Given their commitments to Aaron Rodgers, David Bakhtiari and Aaron Jones on offense and a defense full of first-round picks and newly extended vets (Jaire Alexander, De’Vondre Campbell and Rasul Douglas), sacrifices elsewhere are certainly necessary. But the team’s refusal to use first-round picks at receiver perplexes to some degree, with this year’s two-defender first round pushing that trend to a new level. The Lazard-Cobb-Watkins-Watson-Rodgers-Doubs sextet is a lock to be on the roster, Schneidman adds, noting that a seventh player — be it a special-teamer like Juwann Winfree or Malik Taylor, or a free agent — could round out the group.

This contingent lags behind the deep group Aaron Rodgers worked with to start his QB1 run in the late 2000s and early 2010s, and it obviously lacks an Adams-type presence. Will the two-time reigning MVP be able to coax sufficient production from this mixed bag of auxiliary vets and second- or third-day draftees? Or are the Packers taking too big a risk in what could be one of Rodgers’ final prime years? The team passing on Jarvis Landry suggests confidence the former viewpoint.

As should be expected entering July, the notable free agent options carry age- or health-related red flags. (Antonio Brown carries those and others.) T.Y. Hilton brings both, while Emmanuel Sanders — though still productive, as evidenced by his 626-yard Bills showing — would be the league’s oldest receiver in 2022. The nomadic WR2 turned 35 in March.
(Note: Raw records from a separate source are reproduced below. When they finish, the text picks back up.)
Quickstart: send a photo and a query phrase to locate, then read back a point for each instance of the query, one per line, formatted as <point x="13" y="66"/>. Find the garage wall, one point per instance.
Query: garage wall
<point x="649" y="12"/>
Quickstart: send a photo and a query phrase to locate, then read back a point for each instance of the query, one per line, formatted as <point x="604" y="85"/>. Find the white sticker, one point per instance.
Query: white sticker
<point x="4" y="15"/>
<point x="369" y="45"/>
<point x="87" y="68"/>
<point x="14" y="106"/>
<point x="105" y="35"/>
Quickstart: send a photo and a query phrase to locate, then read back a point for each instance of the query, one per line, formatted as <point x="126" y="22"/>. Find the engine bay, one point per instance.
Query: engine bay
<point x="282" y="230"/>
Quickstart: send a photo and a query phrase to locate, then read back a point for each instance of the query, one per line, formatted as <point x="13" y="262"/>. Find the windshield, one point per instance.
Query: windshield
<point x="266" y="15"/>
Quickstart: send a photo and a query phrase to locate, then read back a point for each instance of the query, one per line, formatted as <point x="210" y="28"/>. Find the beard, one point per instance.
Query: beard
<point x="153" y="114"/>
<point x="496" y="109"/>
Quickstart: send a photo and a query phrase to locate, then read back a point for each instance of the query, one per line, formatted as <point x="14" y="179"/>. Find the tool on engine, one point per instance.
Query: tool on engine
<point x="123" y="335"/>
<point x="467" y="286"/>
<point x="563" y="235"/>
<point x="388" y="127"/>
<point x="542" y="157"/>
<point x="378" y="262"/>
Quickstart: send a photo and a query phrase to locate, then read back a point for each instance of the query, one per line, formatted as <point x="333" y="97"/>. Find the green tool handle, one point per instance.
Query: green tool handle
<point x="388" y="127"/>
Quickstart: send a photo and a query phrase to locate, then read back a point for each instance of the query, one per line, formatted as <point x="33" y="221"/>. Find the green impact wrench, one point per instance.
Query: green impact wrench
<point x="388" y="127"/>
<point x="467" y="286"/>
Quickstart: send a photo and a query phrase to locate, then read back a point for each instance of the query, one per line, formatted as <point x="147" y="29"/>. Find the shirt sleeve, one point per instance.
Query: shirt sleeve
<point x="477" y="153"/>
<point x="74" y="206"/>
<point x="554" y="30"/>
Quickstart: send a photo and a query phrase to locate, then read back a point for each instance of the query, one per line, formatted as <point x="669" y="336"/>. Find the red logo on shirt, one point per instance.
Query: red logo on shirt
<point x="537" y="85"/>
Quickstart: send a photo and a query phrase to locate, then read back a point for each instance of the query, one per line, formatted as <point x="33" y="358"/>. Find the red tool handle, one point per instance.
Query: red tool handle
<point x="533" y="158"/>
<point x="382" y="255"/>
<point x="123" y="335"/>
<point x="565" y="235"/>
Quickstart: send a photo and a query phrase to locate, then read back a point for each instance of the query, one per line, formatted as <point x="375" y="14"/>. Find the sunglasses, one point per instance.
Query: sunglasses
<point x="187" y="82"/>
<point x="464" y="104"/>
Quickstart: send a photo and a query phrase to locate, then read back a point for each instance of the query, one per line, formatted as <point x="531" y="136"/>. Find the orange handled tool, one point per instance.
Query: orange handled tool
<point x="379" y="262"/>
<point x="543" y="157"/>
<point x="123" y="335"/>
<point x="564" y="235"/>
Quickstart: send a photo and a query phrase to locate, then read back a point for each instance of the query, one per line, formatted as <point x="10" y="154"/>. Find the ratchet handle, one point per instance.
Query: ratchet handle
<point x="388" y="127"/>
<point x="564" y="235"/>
Will Fuller has been connected to the Packers in the past, and the ex-Texans deep threat is just 28. But he played three games last season. Cole Beasley produced in the slot past 30 in Buffalo, but Green Bay has inside players in Cobb and Amari Rodgers who have been in LaFleur’s system for over a year now.
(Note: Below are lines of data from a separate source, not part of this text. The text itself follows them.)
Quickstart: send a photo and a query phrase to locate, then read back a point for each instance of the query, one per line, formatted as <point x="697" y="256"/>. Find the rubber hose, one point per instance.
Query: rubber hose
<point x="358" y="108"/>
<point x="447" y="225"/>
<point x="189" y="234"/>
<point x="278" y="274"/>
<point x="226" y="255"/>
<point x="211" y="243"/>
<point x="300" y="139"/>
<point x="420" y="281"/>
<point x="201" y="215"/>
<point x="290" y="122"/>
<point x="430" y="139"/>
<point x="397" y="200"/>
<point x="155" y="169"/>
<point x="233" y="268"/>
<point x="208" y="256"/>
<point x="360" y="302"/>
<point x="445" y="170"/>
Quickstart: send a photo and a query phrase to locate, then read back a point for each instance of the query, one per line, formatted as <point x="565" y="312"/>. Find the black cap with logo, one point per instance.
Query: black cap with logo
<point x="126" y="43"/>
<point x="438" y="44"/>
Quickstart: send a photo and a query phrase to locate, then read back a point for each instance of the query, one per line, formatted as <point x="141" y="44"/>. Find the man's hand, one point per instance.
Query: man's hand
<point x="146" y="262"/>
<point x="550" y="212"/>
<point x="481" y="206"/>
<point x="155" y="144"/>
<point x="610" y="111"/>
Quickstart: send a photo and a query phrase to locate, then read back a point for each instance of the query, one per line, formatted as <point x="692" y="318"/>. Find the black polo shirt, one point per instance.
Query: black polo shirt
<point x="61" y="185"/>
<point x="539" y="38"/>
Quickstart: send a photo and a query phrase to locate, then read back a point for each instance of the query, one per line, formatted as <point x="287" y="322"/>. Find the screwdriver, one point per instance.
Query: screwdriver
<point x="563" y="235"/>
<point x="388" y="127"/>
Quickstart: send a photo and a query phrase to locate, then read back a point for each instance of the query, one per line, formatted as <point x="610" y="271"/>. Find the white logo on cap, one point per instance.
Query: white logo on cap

Julio Jones, 33 will be enshrined in Canton at some point, and the prospect of Rodgers targeting the All-Decade wideout intrigues more than Jones playing in a run-first Titans offense. But Jones’ hamstring trouble can be classified as chronic at this point. The ex-Falcon dynamo has not been connected to any team since being a Tennessee cap casualty.

Odell Beckham Jr. might make the most sense, if the goal here is to bring in a prime talent that can change the equation during the season’s second half. But the Packers may need to act early, even before it is known if their holdover group can be a Super Bowl-level nucleus. Beckham is not expected to be ready until around November, and although he has suffered two ACL tears in a 15-month span, the former superstar showed with the Rams high-end play remains in his skillset. The Packers pursued OBJ last year, and while the Rams have consistently indicated they want him back (and generally do what it takes to acquire splashy vets), an obvious case exists Green Bay needs the 29-year-old standout more.

Trade candidates figure to emerge (the Giants already have some), but for the time being, the Packers are about to attempt a fascinating roster-construction effort — one that surpasses the post-Tyreek Hill Chiefs for uncertainty — as they transition from their Adams-centered arsenals.